Витька Самохин. Двадцать лет. Рядовой. «Погиб при исполнении.» Три аккорда на гитаре. Яблоки из сада деда Никиты. Мать Клавдия, сорок восемь лет, доярка. Отец Фёдор, пятьдесят, тракторист. Вернулся в цинке.

Я знал. Знал, что будет война. Знал с первого дня, с ноября семьдесят восьмого, когда открыл глаза в чужом теле. Знал, что в семьдесят девятом войска войдут в Афганистан. Знал, что война продлится десять лет. Знал, что пятнадцать тысяч вернутся в цинке. Знал.

И не мог ничего. Мишку — спас. Вытащил из-под армии, запихнул в институт, отстоял, добился. Мишка — в Курске, живой, с паяльником и «Бейсиком». А Витька — в земле.

Мог ли я спасти Витьку? Нет. Я не его отец. У меня нет права решать за чужого ребёнка. И даже если бы имел право — как? «Фёдор, Клавдия, не отправляйте сына в армию, он погибнет в Афганистане, я знаю из будущего»? Меня бы сочли сумасшедшим. Или хуже. И всё, что я построил — рухнуло бы.

Но это — оправдание. Разумное, логичное, железное оправдание, от которого не легче. Потому что Витька — в земле. И никакая логика не вернёт его обратно.

Война. Я думал о ней трудно, сложно. В 2024-м Афганистан — строчка в учебнике, статья в Википедии, фильм на стриминге. Оттуда, из будущего, я знал то, что в восемьдесят третьем ещё не знали: война затянется, закончится тяжело, и в девяностые о ней будут говорить с горечью. Пятнадцать тысяч вернутся в цинковых гробах за десять лет. Ещё больше — ранеными. Ещё больше — сломанными.

Но война была. Это — факт. Не абстрактный «империализм с Юга», как писали в газетах, а конкретные душманы, которых обучали американские инструкторы в пакистанских лагерях Пешавара, и снабжали «Стингерами» через ЦРУ, и натравливали на наши колонны на горных дорогах. Это — тоже факт. Рейган делал свою игру. Играл советскими жизнями на чужой земле. И Витька Самохин попал в эту игру — мальчишка из курской деревни, которого послали защищать южные рубежи, а он не вернулся.

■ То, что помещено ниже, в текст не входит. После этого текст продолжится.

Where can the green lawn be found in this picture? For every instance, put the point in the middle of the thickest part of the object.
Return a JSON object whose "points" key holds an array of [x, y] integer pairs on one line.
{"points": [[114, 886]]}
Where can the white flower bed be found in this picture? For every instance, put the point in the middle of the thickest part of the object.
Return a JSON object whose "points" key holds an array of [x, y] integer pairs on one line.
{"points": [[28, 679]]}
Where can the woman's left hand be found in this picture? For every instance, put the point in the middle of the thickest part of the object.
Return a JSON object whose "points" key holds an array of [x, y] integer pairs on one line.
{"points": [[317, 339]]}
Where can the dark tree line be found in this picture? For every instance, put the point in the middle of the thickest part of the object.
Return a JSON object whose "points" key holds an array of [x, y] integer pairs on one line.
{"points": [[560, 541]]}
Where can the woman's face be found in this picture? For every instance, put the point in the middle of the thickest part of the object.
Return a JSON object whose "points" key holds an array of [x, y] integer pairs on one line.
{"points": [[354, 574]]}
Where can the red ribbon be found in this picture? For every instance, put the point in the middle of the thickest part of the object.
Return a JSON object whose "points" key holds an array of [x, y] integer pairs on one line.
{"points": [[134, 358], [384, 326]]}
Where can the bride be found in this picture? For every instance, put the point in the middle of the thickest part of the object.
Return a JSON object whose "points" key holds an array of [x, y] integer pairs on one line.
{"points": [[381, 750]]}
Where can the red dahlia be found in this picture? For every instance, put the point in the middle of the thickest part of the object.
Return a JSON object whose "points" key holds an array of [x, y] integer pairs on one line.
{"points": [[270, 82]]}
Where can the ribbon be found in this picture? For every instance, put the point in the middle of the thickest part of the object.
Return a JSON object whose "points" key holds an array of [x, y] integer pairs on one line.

Кто виноват в смерти Витьки? Не наш генерал, который подписал приказ на отправку в Афганистан. Не наш полковник, который командовал операцией. Не наш сержант, который учил Витьку автомат собирать. Виноваты те, кто эту войну развязал против нас. Те, кто оружие душманам давал. Те, в Лэнгли, в Пешаваре, в Вашингтоне. Виноват тот, кто из-за океана смотрел на Афганистан как на «второй Вьетнам для русских» — это цитата, я её помню из чтения в 2024-м, её произносил Бжезинский, советник Картера.

Вот кто виноват. И когда-нибудь — через годы, через десятилетия — им предъявят счёт. Я не доживу, наверное, до этого счёта. Но он будет.

А пока — Витька в земле. И никакой счёт через годы его не вернёт.